Edgar Allan Poe died in very mysterious circumstances. Found on the streets of Baltimore delirious, “in great distress, and… in need of immediate assistance” and garbed in clothing that was not his, he was taken to hospital where he remained incoherent until his death 4 days later.
It has often been speculated that he was the victim of cooping, whereby an unwilling member of the public was forced to vote for a particular candidate and whom were occasionally then killed.

New York born writer and newspaper columnist Gustav Kobbe was also a keen sailor. Sadly whilst he was out sailing in Great South Bay off Bay Shore, New York, an incoming seaplane failed to spot him and landed directly on his boat, killing him instantly.

Julien Offray de La Mettrie was a French philosopher and physician who thought of human beings as machines and was known for his hedonistic inclinations. At a feast thrown in his name by the French ambassador to Prussia, he ate such a vast quantity of pâté de faisan aux truffes he developed an unnamed gastric complaint, fever and then died.

Sherwood Anderson is one of those authors no one actually knows, one who would have disappeared into the obscurities of all out of print authors. That is if he had died quietly of course.
Anderson was another author who couldn’t keep things out of his mouth which led to his untimely and one would imagine, rather painful demise. He swallowed a toothpick which lodged in his bowels causing peritonitis and his eventual death.

Dan Andersson was a Swedish author, poet and composer who would occasionally use the nom de plume Black Jim.  
16th Sept 1920: Room 11 at Hotel Hellman in Stockholm; the hotel staff had used hydrogen cyanide against bedbugs and hadn’t cleared the room as prescribed. Andersson and another guest, insurance inspector Elliott Eriksson were both found dead at around 3pm killed by the residual cyanide gas.

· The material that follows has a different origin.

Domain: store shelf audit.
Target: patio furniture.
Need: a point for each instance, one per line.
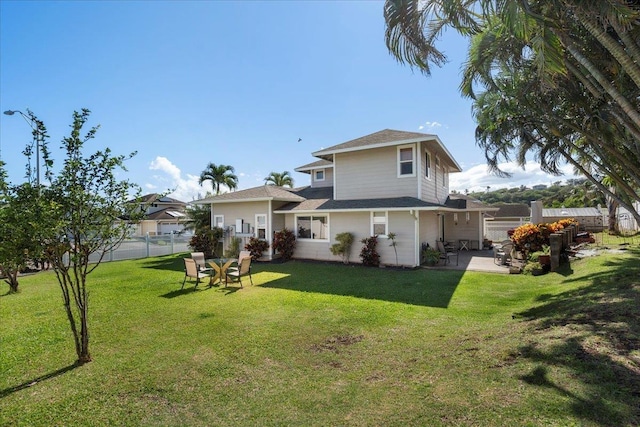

As they say, the truth is stranger than fiction and at least the above authors weren’t subjected to the horrors that Dostoevsky had to face when, along with others of the Russian intellectual literary group known as the Petrashevsky Circle he was sent to Semyonov Square to meet his fate – death by firing squad.
Rifles aimed at their heads, they were certain they were to die until, a messenger from the Tsar rode into the square waving a white flag declaring he had an official pardon from the Tsar of Russia, Nicholas I, in a show of mercy. But this was not a show of mercy, but rather a staged way of fostering fear, terror, and gratitude; Dostoevsky and his cohorts had just been subjected to a mock execution.